Bordeaux , Tetra Pak, Boisset, Cordier, French Rabbit News Wine News http://decanter.media.ipcdigital.co.uk/11150/000000a63/9c52_orh350w151/Tandem1.gif http://decanter.media.ipcdigital.co.uk/11150/000000a63/f41e/Tandem1.gif
  • Tuesday 11 September 2007

First there came wine in cartons, then plastic bottles and now wine through a straw.

tandem

Tandem wine, packaged in shiny recyclable Tetra Pak cartons, is being tested in Belgian supermarkets by Bordeaux négociant Cordier Mestrezat.

Tetra Pak already makes a carton for Burgundy-based producer Boisset, whose French Rabbit range of Cabernet Sauvignon and other red blends, in jaunty coloured containers, was launched in 2005.

This latest version of the ubiquitous container is in an easy-drinking format. The red, white and rosé wines, priced at €1.25, come with a special straw with four holes around a sealed top that send individual streams of wine onto the tongue, recreating the sensation of drinking from a glass.

The company reports sales of 1,000 units a week in Belgium, and plans to launch Tandem in France and Canada early next year.

Cordier – whose top wine is Château Lafite 2000 at €1500 a bottle – is the first high-end wine producer to put Bordeaux in a box.

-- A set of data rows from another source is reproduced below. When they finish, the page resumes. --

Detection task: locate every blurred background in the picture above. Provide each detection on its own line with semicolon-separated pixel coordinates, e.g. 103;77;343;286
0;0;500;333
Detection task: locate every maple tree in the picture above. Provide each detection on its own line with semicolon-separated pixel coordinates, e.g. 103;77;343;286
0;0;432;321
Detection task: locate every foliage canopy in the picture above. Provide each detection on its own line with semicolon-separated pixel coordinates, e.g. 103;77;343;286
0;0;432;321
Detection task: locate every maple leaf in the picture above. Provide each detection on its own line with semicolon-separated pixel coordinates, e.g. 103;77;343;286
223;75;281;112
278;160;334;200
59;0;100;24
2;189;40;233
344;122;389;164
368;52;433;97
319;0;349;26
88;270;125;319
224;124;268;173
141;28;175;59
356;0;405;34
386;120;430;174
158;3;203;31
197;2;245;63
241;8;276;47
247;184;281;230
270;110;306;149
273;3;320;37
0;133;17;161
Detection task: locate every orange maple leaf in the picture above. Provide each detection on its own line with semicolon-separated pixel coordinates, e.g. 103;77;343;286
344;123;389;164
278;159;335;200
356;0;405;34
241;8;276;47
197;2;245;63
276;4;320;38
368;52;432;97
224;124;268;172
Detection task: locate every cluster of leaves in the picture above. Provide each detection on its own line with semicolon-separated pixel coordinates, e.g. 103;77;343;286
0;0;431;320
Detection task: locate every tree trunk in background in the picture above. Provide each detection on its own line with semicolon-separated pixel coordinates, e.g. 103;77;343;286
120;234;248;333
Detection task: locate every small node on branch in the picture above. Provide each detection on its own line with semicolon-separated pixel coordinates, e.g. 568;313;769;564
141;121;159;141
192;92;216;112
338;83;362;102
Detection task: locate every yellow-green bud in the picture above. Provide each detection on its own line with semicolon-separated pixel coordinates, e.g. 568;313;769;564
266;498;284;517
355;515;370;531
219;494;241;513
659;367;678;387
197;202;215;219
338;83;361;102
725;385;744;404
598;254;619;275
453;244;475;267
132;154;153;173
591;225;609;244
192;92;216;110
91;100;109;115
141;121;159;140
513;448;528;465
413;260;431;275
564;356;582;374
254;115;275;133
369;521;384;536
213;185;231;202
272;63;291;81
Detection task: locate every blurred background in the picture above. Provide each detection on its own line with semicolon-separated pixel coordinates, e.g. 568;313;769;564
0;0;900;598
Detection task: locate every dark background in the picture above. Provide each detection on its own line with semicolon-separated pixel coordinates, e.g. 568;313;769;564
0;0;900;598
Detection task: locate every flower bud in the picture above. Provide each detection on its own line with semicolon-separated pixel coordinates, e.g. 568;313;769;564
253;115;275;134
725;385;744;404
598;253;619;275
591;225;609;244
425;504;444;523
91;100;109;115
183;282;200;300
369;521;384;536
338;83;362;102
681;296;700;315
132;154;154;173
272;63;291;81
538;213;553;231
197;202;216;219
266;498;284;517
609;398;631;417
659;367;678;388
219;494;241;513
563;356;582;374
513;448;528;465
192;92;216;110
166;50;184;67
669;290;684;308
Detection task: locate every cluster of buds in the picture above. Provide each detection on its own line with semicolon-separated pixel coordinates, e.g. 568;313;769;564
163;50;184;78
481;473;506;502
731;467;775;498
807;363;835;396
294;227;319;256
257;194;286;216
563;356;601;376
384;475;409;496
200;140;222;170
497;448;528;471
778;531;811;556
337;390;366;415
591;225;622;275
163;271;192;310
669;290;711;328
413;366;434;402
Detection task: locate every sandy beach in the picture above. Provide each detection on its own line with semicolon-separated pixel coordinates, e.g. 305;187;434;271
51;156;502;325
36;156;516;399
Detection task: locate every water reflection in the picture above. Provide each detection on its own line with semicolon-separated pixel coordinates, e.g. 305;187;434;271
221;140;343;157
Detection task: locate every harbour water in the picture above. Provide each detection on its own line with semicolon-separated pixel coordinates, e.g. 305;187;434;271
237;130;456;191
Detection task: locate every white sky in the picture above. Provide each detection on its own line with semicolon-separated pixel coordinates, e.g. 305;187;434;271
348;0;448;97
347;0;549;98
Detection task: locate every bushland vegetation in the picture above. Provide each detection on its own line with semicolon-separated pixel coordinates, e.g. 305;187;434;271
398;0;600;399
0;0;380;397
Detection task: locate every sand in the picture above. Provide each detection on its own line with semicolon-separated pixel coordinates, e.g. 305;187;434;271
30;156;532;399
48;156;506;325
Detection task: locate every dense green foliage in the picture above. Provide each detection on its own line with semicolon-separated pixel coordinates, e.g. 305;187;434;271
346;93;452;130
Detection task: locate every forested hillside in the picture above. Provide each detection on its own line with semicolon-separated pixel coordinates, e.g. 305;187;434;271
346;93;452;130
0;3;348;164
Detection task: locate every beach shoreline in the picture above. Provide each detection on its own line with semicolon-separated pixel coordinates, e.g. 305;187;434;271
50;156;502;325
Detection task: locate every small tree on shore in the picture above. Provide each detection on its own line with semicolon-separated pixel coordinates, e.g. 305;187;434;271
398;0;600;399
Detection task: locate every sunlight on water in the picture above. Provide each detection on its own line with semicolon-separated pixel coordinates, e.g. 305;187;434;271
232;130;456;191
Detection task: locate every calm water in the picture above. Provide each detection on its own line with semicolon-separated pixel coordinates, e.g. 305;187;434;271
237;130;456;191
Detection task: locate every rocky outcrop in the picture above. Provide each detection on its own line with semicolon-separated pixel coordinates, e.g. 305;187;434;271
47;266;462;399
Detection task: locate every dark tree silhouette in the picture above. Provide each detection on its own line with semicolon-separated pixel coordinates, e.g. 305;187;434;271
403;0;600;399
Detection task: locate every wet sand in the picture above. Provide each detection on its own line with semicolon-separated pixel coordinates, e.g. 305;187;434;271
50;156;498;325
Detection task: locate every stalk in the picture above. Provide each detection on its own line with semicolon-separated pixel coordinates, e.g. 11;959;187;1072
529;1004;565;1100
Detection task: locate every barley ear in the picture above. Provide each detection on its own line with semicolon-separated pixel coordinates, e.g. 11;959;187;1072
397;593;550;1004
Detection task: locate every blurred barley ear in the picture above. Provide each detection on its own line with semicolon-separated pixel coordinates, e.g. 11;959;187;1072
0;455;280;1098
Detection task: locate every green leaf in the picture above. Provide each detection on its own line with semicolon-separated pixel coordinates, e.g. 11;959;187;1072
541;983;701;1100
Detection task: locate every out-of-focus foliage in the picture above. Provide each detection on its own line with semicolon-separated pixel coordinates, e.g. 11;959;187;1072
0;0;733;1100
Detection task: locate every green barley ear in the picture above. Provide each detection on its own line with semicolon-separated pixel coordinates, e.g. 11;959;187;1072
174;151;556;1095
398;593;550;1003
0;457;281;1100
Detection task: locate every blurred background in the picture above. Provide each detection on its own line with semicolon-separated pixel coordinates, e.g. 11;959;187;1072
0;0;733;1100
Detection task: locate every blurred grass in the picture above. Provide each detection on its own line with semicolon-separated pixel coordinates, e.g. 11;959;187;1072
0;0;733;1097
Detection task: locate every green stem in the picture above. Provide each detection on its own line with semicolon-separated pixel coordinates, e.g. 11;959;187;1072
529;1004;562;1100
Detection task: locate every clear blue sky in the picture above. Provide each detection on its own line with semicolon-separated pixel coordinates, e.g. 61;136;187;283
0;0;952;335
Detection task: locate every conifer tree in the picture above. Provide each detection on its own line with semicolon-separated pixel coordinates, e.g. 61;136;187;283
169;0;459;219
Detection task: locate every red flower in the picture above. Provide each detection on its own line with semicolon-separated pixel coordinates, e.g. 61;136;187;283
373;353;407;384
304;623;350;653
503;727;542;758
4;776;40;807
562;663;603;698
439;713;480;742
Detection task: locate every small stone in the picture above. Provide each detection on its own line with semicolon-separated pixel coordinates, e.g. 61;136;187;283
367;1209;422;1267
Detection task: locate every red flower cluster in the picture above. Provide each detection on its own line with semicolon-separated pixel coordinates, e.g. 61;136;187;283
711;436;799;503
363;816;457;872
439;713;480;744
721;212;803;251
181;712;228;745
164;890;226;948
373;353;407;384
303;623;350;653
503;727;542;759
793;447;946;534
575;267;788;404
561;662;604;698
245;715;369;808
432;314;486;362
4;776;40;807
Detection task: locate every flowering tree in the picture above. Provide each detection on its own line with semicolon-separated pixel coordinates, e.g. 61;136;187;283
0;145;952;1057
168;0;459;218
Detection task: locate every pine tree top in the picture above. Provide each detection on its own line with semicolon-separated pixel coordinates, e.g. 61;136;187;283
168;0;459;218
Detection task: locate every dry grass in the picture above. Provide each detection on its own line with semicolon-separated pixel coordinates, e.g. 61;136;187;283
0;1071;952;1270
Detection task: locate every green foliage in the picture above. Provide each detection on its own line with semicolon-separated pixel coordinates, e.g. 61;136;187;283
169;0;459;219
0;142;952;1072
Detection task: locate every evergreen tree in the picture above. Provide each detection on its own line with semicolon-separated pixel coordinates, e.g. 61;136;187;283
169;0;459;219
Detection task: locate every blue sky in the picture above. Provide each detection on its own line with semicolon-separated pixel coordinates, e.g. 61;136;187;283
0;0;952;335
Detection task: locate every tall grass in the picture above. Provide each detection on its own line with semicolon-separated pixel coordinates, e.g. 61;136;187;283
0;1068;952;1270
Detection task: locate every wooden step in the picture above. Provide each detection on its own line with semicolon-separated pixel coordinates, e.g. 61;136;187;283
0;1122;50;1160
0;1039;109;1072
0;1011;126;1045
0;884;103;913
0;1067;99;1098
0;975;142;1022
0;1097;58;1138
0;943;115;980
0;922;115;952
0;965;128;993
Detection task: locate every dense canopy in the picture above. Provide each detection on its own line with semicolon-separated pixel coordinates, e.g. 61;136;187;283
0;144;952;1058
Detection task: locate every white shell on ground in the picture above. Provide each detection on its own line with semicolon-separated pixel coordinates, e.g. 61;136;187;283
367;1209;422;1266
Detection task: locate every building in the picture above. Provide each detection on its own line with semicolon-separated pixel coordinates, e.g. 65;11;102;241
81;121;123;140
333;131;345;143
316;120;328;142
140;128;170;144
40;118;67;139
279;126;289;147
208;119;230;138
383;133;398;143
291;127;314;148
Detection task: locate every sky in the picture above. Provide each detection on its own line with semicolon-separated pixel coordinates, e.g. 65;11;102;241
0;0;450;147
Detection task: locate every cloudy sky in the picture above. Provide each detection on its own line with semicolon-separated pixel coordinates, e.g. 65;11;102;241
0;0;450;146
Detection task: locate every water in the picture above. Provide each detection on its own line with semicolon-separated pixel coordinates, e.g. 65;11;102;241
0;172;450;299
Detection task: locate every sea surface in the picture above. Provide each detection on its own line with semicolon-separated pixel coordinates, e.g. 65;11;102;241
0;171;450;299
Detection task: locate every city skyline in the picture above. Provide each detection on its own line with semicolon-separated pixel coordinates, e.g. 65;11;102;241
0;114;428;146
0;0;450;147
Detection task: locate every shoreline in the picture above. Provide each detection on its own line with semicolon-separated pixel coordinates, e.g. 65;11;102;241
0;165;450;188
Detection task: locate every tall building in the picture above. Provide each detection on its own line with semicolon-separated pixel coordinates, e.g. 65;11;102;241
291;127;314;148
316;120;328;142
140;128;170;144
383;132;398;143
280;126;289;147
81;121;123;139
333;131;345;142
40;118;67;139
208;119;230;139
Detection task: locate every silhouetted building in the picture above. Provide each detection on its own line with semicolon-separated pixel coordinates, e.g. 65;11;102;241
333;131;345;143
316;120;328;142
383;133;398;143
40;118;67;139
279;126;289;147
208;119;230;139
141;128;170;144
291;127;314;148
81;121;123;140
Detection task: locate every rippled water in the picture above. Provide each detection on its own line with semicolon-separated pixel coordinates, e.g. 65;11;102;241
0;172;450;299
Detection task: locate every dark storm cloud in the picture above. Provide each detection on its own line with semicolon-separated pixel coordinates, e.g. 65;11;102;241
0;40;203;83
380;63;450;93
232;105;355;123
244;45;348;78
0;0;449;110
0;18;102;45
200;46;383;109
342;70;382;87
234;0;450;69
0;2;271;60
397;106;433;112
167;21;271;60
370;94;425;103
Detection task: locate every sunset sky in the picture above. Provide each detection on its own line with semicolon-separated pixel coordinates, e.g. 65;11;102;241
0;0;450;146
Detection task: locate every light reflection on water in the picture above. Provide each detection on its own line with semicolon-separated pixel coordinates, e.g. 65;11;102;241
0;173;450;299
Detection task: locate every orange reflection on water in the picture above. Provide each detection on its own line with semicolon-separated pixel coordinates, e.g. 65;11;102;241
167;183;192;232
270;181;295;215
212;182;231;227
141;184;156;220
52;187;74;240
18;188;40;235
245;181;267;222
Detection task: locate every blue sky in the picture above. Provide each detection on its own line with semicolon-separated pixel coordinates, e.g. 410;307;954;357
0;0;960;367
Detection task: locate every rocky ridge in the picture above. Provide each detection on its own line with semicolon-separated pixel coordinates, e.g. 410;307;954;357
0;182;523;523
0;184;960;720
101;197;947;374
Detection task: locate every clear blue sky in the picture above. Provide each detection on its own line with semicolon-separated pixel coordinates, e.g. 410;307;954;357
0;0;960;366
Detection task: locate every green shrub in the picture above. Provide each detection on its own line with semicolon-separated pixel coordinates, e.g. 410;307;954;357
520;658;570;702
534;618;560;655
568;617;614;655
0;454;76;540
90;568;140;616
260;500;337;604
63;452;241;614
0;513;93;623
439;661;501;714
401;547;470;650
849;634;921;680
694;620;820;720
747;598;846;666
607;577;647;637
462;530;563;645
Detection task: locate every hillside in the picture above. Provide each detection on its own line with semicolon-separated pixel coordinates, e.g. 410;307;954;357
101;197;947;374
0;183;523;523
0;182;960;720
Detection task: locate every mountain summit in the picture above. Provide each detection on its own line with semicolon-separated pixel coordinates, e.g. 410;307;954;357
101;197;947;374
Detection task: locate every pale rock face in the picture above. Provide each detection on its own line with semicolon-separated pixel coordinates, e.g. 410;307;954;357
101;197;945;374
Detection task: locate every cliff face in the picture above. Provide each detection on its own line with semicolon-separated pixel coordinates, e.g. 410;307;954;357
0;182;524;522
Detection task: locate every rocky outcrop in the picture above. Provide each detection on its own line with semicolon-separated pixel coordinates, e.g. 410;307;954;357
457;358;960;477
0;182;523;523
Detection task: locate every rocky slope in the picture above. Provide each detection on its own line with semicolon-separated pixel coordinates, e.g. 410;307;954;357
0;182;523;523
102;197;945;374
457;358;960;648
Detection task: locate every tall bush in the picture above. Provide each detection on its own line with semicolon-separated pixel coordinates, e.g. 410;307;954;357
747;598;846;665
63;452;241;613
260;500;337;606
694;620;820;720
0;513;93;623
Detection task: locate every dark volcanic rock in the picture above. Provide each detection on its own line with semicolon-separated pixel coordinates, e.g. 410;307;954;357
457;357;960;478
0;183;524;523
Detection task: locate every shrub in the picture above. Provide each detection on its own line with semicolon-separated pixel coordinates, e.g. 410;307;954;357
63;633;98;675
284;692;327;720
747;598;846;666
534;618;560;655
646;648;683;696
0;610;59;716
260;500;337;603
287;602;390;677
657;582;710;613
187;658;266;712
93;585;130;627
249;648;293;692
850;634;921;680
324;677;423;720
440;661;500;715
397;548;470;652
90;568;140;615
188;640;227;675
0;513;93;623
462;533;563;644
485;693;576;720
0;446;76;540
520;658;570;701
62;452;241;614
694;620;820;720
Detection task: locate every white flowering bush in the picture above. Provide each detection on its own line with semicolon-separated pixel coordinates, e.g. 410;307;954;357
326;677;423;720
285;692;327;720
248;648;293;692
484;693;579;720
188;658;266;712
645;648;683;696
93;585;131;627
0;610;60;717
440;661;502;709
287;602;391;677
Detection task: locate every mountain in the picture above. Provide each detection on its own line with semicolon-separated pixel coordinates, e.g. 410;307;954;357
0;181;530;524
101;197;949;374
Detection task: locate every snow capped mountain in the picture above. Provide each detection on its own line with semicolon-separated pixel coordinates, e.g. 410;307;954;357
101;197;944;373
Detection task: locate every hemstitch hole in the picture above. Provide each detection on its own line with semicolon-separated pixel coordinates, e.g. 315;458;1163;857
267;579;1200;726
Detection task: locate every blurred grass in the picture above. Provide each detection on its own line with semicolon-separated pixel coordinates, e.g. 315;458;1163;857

Marketing director Vincent Bonhur knows that convincing the French on the merits of Bordeaux-to-go will be no easy task: ‘In France, the wine market is still very traditional’, he says.

News of the developments was greeted with a mixed reception. Venerable London merchant Berry Bros & Rudd was unimpressed. ‘I don’t think it is a hugely good idea. It brings wine to the level of fruit juices and you don’t want to bring young people into wine in that way,’ a spokesman said.

Anthony Rose, wine correspondent for UK newspaper the Independent, was more enthusiastic. ‘The wine trade needs to encourage young people to come into wine and trade up. So long as it's quality wine, selling it in a carton with a straw is one way to encourage newcomers, who may otherwise just drink alcopops, to try wine instead.’

The shift towards more exotic packaging has supporters even among top Bordeaux properties. ‘Normally I’m a traditionalist’, said Michel Raymond, cellar master at Bordeaux Château Lagrange. ‘But if it works, why not?’